Monday,24 September, 2018
Current issue | Issue 1209, (14 - 20 August 2014)
Monday,24 September, 2018
Issue 1209, (14 - 20 August 2014)

Ahram Weekly

The power goes off

Egypt’s electricity cuts are back with a vengeance, writes Mona El-Fiqi

Al-Ahram Weekly

While electricity cuts have become almost a daily problem for many Egyptian households, last week saw the electricity supply going off more often and for longer periods.

Over the past couple of years summer has become synonymous with power cuts, particularly because the higher temperatures increase demand for energy to operate air-conditioners. Production is lower than consumption during the hot summer months.

To ease the pressure on the power grid and to prevent it from collapsing, electricity companies have taken to cutting the electricity in many districts for at least one hour a day. The outages have become so routine that almost everyone knows when the electricity is due to go off in their area.

However, last week this system was disrupted when the electricity went off at least three or four times in a single day, sometimes for only a couple of hours but reaching 18 hours in some governorates.

“In the past, power cuts were the exception and not the rule. But today having electricity has become the exception,” said Ahmed Mansour, a government employee who lives in Giza.

All over the country people are complaining about power cuts.

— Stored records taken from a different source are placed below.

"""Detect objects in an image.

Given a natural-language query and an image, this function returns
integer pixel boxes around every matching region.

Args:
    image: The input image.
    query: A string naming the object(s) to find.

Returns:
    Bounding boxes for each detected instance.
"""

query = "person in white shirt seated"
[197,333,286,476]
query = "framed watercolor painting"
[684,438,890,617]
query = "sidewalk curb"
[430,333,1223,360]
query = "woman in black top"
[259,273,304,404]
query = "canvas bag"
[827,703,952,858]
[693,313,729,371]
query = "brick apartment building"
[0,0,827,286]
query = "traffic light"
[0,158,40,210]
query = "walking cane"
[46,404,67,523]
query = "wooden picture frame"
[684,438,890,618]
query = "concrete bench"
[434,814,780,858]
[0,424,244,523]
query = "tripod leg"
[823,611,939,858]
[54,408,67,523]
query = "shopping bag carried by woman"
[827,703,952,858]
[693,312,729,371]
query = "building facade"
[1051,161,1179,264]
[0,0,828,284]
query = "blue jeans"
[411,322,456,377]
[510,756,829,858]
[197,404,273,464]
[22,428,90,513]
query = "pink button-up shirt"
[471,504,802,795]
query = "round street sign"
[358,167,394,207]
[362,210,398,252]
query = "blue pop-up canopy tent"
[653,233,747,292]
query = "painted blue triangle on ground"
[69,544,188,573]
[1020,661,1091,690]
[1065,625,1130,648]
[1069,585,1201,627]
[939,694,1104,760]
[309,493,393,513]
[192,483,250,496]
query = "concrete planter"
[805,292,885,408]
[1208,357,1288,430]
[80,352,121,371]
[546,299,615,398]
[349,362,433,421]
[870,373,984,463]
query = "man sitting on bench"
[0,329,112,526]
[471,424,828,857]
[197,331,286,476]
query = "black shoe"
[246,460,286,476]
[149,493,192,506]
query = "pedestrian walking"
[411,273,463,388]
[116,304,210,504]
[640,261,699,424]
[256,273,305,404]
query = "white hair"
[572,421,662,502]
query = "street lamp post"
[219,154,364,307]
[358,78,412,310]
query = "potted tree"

In Cairo’s Nasr City district, electricity cuts occur three or four times a day.

“Food rots in the fridge, water does not reach the taps, and elevators stop,” said Hisham Ibrahim, a Nasr City resident, describing how his family has suffered from the cuts. “It makes daily tasks almost impossible,” he added.

The situation has become so bad that President Abdel-Fattah Al-Sisi held a meeting with the ministers of electricity and petroleum on Friday to discuss ways of easing the problem.

Mohammed Shaker, minister of electricity and renewable energy, said in a statement that the power cuts are due to the high temperatures, fuel shortages, technical failures, and attempts to sabotage the grid.

Mohamed Al-Yamani, a spokesman for the ministry, told the Weekly that there were many reasons behind last week’s problems. “The first was the sudden failure of the Al-Koraymat power station, leading to a shortage of 1,250 megawatts,” Al-Yamani explained.

The hot weather puts a strain on the electrical grid, reducing its efficiency and causing a reduction in output of about ten per cent, he said. The problem has been worsened by the fact that some power plants are out of service due to maintenance.

Energy consumption is currently peaking at around 34,000 megawatts, while maximum capacity is 27,000 megawatts.

A shortage of the fuel needed to run the power stations is another reason for the problems, Al-Yamani said, adding that the Ministry of Petroleum is arranging for extra deliveries of natural gas from Algeria.

Official figures show that electricity generation consumes more than 55 per cent of the country’s total natural gas production.

In June, the Ministry of Petroleum announced that it is providing power stations nationwide with around 80 million cubic metres of natural gas, 26,000 tons of mazut (a heavy, low-quality fuel), and 1,500 tons of diesel per day in an attempt to avoid the blackouts.

According to Al-Yamani, the problem of electrical outages has increased over the past three years because there has not been the necessary expansion of electricity production due to the political instability. He said that production needs to increase annually to meet the energy demands of a growing population.

As long as such problems remain, Al-Yamani said the ministry will continue to cut power for one hour a day in each district.

The minister has given instructions that the cuts should be distributed fairly and that power to institutions such as hospitals and bakeries should not be interrupted.

Officials are hoping that as the new power stations come online the situation will improve. A new power station in Ain Sokhna is expected to begin operation by the end of August and will generate 600 megawatts.

Al-Yamani said that the government has approved the installation of solar energy panels at more than 1,000 government buildings so that they can generate their own power and ease the burden on the national grid.

However, with people unhappy about the electricity shortages the Ministry of Electricity may have trouble collecting payments from consumers, especially since higher tariffs went into effect in July.

Mohammed Ramadan, an employee of national television, lives in Al-Matariya in Cairo. He said the new tariffs had almost tripled his monthly bill from LE60 to LE170.

“The problem is that the government started applying the new tariffs in July when the power cuts were at their highest. It is unfair to pay more than double the usual bill when power cuts occur four or five times a day,” Ramadan said.

Al-Yamani said that the increases in prices are aimed at encouraging investors to establish new power-generation projects.

He said that the coming month will see fewer power cuts and that many of the current problems should be solved by next year.